From the Volokh Conspiracy blog, Juan Non-Volokh again describes the Bush Administration's Clear Skies Act as better than the current Clean Air Act, and criticizes enviro opposition to Clear Skies. He's wrong, mainly because he attacks the other side's evidence while providing no evidence to back up his own position.
His main argument relies on a Washington Monthly article stating:
John Kerry summed up the conventional wisdom on the left during his second debate with President Bush by observing that Clear Skies is “one of those Orwellian na- mes. . . . If they just left the Clean Air Act all alone the way it is today—no change—the air would be cleaner than it is if you passed the Clear Skies Act.” In fact, this oft-repeated green bromide turns out to be false.

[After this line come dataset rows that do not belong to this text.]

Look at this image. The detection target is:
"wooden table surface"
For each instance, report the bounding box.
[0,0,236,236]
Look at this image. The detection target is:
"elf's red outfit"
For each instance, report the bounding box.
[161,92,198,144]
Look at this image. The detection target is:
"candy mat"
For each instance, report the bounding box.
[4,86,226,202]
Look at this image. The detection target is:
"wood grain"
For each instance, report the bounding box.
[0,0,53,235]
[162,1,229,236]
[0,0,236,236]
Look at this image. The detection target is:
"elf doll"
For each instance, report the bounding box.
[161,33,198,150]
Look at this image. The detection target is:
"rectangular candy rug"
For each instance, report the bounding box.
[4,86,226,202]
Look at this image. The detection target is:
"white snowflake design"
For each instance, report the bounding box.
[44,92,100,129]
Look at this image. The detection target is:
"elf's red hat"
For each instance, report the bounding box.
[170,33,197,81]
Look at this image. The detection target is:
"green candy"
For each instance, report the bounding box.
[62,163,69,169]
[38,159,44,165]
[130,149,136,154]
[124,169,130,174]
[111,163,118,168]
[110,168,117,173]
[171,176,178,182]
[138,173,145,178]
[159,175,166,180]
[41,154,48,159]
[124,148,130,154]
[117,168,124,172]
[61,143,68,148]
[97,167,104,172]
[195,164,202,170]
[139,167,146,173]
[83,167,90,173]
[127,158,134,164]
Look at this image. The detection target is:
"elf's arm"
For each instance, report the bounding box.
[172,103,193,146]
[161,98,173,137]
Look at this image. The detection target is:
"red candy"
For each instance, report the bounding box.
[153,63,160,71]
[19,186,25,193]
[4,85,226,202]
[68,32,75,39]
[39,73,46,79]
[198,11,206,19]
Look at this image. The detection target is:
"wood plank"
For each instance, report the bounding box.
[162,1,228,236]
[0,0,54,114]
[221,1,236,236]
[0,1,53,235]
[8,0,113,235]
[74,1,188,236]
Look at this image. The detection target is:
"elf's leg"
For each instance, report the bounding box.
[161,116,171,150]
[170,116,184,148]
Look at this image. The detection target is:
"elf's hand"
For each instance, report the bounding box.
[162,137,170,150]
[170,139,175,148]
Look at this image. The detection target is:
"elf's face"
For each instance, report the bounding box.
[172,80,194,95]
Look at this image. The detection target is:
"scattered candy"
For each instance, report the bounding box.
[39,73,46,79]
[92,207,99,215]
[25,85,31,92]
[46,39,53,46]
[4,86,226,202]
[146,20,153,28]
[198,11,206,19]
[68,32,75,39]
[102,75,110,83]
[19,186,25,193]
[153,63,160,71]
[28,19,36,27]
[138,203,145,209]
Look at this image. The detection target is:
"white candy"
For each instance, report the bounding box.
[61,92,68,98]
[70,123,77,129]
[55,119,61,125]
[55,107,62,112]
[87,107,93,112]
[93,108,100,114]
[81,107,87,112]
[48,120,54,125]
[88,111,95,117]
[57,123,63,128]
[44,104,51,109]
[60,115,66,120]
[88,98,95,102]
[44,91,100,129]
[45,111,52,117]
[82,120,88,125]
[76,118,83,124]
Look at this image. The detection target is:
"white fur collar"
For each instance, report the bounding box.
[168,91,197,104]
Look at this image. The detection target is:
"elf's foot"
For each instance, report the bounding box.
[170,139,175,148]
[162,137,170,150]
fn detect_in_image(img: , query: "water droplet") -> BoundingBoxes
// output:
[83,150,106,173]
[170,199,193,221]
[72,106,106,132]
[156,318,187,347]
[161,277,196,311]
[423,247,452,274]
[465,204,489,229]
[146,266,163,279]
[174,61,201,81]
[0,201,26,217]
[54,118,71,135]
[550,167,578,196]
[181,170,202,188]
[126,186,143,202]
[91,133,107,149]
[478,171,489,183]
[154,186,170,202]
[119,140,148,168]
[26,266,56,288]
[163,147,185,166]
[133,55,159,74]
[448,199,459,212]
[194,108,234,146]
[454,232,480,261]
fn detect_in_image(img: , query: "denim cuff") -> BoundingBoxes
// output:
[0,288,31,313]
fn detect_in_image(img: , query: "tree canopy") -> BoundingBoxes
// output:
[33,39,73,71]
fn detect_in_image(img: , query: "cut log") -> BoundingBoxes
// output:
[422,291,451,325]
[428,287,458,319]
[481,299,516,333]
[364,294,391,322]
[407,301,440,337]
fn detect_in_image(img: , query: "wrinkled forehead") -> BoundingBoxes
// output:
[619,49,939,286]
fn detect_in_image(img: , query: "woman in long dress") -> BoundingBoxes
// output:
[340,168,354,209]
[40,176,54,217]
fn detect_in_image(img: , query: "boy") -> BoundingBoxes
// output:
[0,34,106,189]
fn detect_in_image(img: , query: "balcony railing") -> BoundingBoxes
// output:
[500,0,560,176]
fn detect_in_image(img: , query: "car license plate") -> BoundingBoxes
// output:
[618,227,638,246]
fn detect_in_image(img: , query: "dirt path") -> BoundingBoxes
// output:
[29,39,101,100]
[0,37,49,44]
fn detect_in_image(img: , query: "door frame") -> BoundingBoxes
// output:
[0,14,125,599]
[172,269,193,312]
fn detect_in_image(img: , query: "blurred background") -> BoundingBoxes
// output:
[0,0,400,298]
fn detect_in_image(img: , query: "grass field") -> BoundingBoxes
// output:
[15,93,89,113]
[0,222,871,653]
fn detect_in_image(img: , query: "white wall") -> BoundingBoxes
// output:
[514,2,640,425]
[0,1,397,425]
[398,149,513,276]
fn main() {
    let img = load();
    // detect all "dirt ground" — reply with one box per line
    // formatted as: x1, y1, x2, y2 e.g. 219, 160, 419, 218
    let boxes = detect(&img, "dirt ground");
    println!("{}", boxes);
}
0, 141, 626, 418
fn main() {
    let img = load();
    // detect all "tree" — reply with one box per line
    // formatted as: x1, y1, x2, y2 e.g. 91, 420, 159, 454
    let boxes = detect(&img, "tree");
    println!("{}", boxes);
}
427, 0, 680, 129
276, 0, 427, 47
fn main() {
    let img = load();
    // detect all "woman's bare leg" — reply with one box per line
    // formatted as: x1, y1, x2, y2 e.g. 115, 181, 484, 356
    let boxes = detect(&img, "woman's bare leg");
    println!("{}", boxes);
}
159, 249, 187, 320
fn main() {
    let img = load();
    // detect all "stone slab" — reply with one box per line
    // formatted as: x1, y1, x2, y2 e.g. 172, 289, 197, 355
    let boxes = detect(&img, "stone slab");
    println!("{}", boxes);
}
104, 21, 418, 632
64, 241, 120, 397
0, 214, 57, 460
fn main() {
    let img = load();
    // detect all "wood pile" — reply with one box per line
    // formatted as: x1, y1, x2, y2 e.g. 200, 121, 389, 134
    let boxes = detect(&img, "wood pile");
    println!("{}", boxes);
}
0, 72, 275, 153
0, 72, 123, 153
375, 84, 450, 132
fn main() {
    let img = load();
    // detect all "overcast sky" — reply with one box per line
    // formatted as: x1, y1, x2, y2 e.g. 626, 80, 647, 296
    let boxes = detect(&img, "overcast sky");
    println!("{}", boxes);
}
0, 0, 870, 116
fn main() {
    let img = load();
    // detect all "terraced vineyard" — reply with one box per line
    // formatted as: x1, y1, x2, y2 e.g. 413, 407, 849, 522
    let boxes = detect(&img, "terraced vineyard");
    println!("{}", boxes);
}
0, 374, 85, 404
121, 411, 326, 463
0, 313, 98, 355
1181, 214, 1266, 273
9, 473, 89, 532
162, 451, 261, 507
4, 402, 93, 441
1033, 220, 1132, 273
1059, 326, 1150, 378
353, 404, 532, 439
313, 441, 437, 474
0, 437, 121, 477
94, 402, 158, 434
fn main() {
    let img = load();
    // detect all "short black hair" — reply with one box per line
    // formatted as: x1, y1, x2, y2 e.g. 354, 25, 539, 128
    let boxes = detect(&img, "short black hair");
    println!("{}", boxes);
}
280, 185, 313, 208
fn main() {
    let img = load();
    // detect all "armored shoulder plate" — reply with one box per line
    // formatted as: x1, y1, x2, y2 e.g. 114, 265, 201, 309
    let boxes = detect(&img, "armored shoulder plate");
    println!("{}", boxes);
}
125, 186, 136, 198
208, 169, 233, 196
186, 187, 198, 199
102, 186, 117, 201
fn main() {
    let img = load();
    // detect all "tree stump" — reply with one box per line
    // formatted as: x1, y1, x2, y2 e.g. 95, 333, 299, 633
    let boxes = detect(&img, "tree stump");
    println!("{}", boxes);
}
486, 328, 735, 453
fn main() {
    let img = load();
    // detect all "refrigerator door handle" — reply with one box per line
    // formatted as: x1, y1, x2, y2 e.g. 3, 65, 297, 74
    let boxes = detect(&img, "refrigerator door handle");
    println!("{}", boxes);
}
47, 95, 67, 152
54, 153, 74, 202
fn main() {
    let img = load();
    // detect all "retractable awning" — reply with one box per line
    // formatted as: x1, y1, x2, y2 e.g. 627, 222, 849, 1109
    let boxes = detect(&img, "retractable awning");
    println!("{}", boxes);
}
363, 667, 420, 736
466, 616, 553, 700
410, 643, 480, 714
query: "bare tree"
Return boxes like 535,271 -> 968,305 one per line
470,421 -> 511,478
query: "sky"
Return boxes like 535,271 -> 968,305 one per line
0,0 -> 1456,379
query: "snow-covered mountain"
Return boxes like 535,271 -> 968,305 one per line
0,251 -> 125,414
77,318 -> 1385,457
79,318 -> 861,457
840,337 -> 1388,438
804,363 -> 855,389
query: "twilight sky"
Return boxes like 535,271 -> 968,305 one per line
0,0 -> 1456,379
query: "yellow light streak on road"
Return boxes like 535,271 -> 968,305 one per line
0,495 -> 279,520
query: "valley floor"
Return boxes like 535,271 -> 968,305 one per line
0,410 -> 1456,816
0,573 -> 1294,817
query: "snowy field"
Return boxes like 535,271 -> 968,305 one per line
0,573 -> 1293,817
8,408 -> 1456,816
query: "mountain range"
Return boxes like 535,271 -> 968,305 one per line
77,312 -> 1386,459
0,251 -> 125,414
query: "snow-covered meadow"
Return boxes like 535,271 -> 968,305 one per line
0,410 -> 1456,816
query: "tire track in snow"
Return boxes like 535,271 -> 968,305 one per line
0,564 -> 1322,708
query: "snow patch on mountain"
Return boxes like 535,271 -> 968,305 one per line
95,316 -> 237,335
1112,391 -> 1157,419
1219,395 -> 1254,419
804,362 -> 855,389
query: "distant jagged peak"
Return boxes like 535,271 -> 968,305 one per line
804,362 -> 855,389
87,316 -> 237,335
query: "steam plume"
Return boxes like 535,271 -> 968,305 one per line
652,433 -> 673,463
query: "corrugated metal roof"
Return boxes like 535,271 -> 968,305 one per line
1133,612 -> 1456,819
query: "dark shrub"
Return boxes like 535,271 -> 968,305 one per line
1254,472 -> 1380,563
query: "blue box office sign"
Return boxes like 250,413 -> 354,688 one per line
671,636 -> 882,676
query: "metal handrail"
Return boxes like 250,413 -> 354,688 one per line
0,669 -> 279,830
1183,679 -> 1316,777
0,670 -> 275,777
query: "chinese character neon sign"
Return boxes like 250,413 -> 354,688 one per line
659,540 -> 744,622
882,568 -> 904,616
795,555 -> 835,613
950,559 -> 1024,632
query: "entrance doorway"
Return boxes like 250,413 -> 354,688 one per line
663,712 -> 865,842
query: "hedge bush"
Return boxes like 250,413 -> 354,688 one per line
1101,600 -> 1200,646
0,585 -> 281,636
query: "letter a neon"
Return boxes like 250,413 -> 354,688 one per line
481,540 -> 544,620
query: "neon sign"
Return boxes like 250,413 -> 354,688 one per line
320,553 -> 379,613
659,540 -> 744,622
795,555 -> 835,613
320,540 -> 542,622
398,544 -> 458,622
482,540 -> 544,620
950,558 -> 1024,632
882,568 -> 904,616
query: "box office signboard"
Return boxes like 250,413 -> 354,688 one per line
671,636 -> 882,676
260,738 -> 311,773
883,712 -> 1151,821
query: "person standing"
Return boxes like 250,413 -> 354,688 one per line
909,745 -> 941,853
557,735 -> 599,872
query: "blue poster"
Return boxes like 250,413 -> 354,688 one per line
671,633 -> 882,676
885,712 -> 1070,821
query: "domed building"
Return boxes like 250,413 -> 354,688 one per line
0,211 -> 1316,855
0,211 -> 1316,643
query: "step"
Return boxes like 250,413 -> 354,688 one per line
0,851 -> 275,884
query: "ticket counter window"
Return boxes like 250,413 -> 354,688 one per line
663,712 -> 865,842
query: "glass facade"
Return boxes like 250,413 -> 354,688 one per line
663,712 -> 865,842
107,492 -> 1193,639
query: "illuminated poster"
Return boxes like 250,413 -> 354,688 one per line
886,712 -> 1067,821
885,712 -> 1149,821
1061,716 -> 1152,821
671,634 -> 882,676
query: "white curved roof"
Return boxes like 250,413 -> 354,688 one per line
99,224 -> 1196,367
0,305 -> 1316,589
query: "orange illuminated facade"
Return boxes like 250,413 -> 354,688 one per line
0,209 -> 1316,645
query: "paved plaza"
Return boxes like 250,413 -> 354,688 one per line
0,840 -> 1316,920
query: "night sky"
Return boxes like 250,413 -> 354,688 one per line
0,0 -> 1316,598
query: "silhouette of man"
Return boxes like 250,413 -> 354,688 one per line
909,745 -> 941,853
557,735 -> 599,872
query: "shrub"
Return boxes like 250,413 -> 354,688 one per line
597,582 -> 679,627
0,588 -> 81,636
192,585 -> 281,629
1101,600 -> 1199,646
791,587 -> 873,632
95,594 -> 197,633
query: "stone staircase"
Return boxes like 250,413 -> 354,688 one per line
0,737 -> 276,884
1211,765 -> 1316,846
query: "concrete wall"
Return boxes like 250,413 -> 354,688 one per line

Clearing a path through the disorganization of that article eventually gets you to the heart of the argument. Enviros are relying on an EPA government document showing the current Clean Air Act is stricter than Clear Skies, but this document was supposedly, deliberately skewed to make the Clean Air Act look tough so that the power companies would support a version of the Clear Skies program. In effect the Clear Sky supporters are saying, "we lied to industry in this document to get their support, so you shouldn't hold us now to those numbers we used."
I'm not well-disposed to allow the government to casually lie and then change the lie when it suits them. We lawyers would say they should be "estopped" from doing that. But let's be generous and say it's possible this EPA document was exaggerated - the Washington Monthly article provides no evidence that Clear Skies is a better outcome. What should the document have stated? No answer from the article, or from the Volokhs.
Juan says "Compared against any set of realistic assumptions . . . Clear Skies would clearly result in greater emissions reductions." He provides nothing to back up this argument.